By the end of 2024, IT Park employed 38,600 people, a 146% increase from the end of 2023, with regional employment surging by 240%, adding over 9,000 jobs.

== Uzbekistan digital inclusion ==
The Uzbekistan Digital Inclusion Project is a joint initiative by the World Bank, the Ministry of Digital Technologies of Uzbekistan, and IT Park. The project focuses on expanding the country’s digital infrastructure, supporting the growth of the IT sector, and increasing access to education and skills development, particularly for socially vulnerable groups and residents of remote areas, in line with the approval of the "Digital Uzbekistan-2030" strategy and measures for its effective implementation. The initiative aimed at expanding access to digital technologies and services, building and upgrading IT infrastructure across the country, and developing IT outsourcing and exports. The project involves the creation of new jobs in IT, with 50% for women and 4% for people with disabilities; training for over 6,200 young professionals aged 18–30, as well as establishment and modernization of IT centers, involving 200+ local and international companies.

== Strategy ==
Uzbekistan is determined to become a global IT hub. The country's goals include reaching $5 billion in IT service exports, expanding IT Park membership to 10,000 companies, creating over 300,000 jobs in the sector, and developing 1 million square meters of infrastructure.

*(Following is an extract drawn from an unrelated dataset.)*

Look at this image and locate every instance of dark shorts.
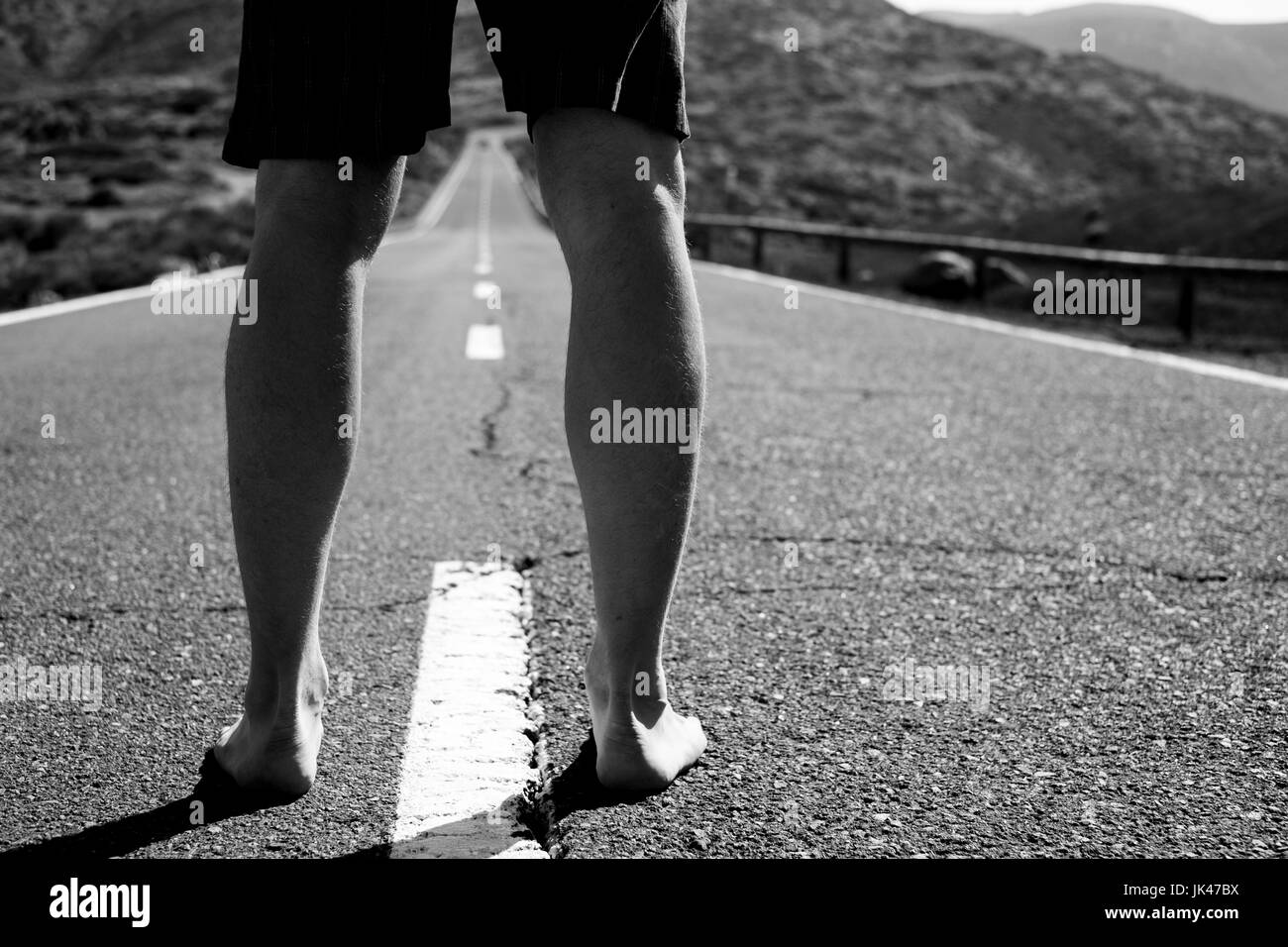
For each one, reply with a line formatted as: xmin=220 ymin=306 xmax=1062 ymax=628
xmin=223 ymin=0 xmax=690 ymax=167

IT Park has played a key role in shaping the industry by offering tax incentives, simplified business registration, and modern infrastructure. IT Park plans to focus on artificial intelligence, attracting international companies, supporting the startup ecosystem, developing regional centers of excellence, and fostering innovation to contribute to Uzbekistan’s IT sector growth and global integration.